Street Sign on Bellaire BlvdOver at Houstoned, professional barfly John Nova Lomax and crooner David Beebe take a long, strange trip down the entire length of Bellaire Blvd.—on foot. Lomax’s conclusion:

If Westheimer is mainly about the fetishes, broken dreams and vanities of Anglo whites, and Shepherd is all about the needs of cars, Bellaire is a world market of a street, a bazaar where Mexicans, Anglos, Salvadorans, African Americans, Hondurans, stoners, Vietnamese, Chinese, Koreans and Thais go to shop and eat.

The report from western Chinatown:

Tall bank buildings are sprouting, with glass fronts festooned in Mandarin. Strip malls fill with Vietnamese crawfish joints, Shaolin Temples, and acupuncture clinics. As we crossed Brays Bayou, a huge temple loomed in the distance, and it didn’t take much imagining to pretend you were gazing across a rice paddy toward a Vietnamese village. A Zen center abuts one of the last businesses in town to carry the all-but-forgotten A.J. Foyt’s once-omnipresent name. A couple of ratty old apartment complexes have changed into commercial buildings, each unit housing its own business.

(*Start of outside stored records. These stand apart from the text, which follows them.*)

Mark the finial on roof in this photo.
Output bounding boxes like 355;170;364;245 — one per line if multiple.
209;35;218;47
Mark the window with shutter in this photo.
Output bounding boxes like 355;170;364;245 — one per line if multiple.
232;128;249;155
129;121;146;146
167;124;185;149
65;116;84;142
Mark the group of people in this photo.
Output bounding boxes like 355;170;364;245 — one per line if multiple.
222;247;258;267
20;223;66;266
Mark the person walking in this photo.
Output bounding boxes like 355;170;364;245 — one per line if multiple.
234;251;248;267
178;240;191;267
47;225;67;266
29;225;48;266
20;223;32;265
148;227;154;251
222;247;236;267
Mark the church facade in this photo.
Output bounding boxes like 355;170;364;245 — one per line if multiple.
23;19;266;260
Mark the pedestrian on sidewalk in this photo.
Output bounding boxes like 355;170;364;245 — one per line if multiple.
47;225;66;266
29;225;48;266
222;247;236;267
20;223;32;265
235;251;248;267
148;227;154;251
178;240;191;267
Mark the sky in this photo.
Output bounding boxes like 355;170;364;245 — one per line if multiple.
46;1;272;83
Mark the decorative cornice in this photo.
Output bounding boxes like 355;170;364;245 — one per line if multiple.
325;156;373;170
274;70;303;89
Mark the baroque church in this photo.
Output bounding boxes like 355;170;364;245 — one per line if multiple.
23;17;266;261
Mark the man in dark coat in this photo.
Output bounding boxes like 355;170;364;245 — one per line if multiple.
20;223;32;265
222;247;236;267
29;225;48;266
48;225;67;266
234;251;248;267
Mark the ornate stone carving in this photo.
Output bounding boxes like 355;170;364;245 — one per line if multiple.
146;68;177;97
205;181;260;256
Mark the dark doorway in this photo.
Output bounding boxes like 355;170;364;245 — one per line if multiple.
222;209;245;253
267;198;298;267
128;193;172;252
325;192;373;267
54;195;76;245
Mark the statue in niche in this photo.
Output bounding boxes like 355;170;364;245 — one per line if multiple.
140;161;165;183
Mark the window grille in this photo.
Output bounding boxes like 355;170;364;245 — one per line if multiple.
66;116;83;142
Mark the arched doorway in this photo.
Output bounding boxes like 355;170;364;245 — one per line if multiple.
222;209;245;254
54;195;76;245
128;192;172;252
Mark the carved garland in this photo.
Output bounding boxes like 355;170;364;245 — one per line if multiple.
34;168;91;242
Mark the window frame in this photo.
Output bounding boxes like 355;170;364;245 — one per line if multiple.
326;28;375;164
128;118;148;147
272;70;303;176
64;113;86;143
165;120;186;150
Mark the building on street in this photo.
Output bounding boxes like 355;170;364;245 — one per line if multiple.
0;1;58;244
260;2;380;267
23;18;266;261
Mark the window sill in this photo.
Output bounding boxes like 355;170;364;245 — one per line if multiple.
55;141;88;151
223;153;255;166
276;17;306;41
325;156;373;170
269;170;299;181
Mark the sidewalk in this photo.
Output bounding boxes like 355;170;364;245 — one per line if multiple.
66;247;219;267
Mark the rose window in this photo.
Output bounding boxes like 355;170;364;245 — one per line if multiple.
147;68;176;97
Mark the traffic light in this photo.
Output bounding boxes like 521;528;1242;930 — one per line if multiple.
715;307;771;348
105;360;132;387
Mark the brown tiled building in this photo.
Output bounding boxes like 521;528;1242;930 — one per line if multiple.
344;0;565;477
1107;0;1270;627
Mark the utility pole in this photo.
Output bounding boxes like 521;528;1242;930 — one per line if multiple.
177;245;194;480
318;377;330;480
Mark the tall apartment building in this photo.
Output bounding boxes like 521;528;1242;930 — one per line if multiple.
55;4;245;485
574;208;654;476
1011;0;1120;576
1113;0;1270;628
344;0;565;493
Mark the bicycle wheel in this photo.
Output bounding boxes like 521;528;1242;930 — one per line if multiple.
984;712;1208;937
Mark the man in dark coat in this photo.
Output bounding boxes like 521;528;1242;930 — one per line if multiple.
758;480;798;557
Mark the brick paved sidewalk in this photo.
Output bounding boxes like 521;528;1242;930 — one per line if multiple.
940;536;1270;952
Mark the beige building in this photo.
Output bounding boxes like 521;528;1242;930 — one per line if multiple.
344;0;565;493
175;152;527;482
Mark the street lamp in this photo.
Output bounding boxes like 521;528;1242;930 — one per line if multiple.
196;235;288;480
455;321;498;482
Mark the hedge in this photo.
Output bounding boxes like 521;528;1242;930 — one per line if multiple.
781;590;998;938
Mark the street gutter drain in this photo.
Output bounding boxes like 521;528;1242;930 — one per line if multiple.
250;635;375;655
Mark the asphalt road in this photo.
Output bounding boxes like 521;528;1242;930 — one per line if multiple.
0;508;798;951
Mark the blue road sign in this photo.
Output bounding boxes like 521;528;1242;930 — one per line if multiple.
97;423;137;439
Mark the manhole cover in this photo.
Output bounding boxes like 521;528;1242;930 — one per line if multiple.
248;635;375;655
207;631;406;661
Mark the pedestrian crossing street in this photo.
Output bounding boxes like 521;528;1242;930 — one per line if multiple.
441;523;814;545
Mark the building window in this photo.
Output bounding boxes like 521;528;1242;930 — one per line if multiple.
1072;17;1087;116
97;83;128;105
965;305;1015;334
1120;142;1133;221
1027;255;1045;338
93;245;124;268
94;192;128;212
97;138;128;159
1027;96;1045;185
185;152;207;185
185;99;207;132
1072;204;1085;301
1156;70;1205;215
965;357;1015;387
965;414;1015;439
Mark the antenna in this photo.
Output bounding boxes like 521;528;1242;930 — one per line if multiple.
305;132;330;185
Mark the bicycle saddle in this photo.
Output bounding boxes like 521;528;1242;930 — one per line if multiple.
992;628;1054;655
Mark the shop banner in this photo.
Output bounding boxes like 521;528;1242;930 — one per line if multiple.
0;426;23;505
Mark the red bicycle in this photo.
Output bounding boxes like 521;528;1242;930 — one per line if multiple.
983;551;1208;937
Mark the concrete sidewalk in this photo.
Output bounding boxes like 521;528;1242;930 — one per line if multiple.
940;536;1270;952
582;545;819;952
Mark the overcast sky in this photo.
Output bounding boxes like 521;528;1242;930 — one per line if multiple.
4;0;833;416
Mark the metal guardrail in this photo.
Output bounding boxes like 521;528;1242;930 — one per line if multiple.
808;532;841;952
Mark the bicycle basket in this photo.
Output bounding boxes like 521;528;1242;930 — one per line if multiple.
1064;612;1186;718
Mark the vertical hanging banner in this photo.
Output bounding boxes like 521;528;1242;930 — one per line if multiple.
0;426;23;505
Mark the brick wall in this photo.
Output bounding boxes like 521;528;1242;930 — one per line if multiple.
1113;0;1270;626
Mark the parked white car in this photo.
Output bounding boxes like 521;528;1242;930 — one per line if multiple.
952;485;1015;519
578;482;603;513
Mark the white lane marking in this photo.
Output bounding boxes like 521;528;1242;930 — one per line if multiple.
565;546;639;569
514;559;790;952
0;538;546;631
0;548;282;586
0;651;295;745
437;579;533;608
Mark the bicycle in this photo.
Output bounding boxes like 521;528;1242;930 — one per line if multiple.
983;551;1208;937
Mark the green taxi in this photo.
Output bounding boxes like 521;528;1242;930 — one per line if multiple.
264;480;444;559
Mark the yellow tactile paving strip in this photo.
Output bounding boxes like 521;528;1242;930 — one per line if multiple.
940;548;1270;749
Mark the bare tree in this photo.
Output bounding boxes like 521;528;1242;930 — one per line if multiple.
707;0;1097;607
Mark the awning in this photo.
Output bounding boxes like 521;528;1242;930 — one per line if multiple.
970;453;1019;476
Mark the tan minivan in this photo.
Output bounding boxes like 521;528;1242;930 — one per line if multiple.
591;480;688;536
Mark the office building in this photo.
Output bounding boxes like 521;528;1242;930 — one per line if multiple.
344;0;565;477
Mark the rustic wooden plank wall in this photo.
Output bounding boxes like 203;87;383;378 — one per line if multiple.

The rice paddies, of course, have left the neighborhood.

More highlights of their journey, as they walk east: live turtles in the water gardens outside the Hong Kong City Mall; front-yard car lots in Sharpstown; Jane Long Middle Schoolers rushing convenience stores; the “Gulfton Ghetto.” Plus, this illuminating report from Alief:

Alief Ozelda Magee, the town’s namesake, is buried right there, under a slate-gray monument with a touching epitaph: “She did what she could.” And hell, maybe she still is. The adjoining apartment complex, which is rumored to cover some of the graves here, is said to suffer from a poltergeist infestation.